『正法眼蔵』「道心」の巻(7) 第81号
「すでに中有をすぎて、父母のほとりにちかづかんときも、あひかまひて、正智ありて託胎せん。

処胎蔵にありとも、三宝をとなへたてまつるべし。うまれおちんときも、となへたてまつらんこと、

おこたらざらん。六根をへて、三宝を供養したてまつり、となへたてまつり、帰依したてまつらんと、

ふかくねがうべし。」


 現代語に訳しますと、
 「すでに、中有(ちゅうう)_(死後の七日間_)を過ぎて、父母のもとに近づこうとするときも、
あらためて、正しい智慧をそなえて胎に身を託そう。

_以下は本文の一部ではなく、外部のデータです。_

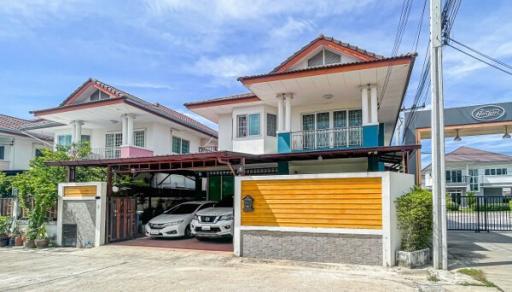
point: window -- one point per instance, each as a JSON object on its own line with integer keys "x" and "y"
{"x": 324, "y": 57}
{"x": 473, "y": 180}
{"x": 248, "y": 125}
{"x": 271, "y": 125}
{"x": 180, "y": 146}
{"x": 139, "y": 138}
{"x": 496, "y": 171}
{"x": 254, "y": 124}
{"x": 242, "y": 126}
{"x": 454, "y": 176}
{"x": 64, "y": 140}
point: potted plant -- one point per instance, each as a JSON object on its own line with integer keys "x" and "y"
{"x": 4, "y": 231}
{"x": 41, "y": 240}
{"x": 414, "y": 214}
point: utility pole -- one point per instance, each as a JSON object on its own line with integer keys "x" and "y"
{"x": 440, "y": 248}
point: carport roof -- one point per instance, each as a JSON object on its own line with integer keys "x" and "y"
{"x": 385, "y": 153}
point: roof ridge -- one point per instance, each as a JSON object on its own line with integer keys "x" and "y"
{"x": 327, "y": 38}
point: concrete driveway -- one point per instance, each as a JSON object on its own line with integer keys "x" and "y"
{"x": 488, "y": 251}
{"x": 121, "y": 268}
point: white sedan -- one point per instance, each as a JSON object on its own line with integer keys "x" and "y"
{"x": 175, "y": 222}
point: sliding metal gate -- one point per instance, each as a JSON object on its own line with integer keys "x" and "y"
{"x": 479, "y": 213}
{"x": 121, "y": 219}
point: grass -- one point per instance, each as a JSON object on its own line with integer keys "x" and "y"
{"x": 479, "y": 276}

胎内にいるときも、
三宝(さんぽう)_(南無帰依仏、南無帰依法、南無帰依僧)をとなえたてまつるように。
さらに生まれおちるときも、となえたてまつることを怠らないように。
六根(ろつこん)_(眼、耳、鼻、舌、身、意)をあげて、三宝を供養したてまつり、
となえたてまつり、帰依したてまつらうと、深く願うようにせよ」となりましょうか。

 前回につづいて、ここでも、道元禅師は、南無帰依仏、南無帰依法、南無帰依僧と帰依三宝を
おとなえすることを重ねて強調しておられます。
 仏と法と僧の三つの宝があってこそ、わたくしたちの世界は、なりたつことが出来ます。
 法(ほう)_(真理。すべてのものの事実そのもの_)と、法を自覚した仏(ほとけ)と、
この仏を信じて、法を学び正しいさとりの智慧と大きな救いの慈悲を身につける僧(そう)の人びとこそ、
私たちの無上のたからものであります。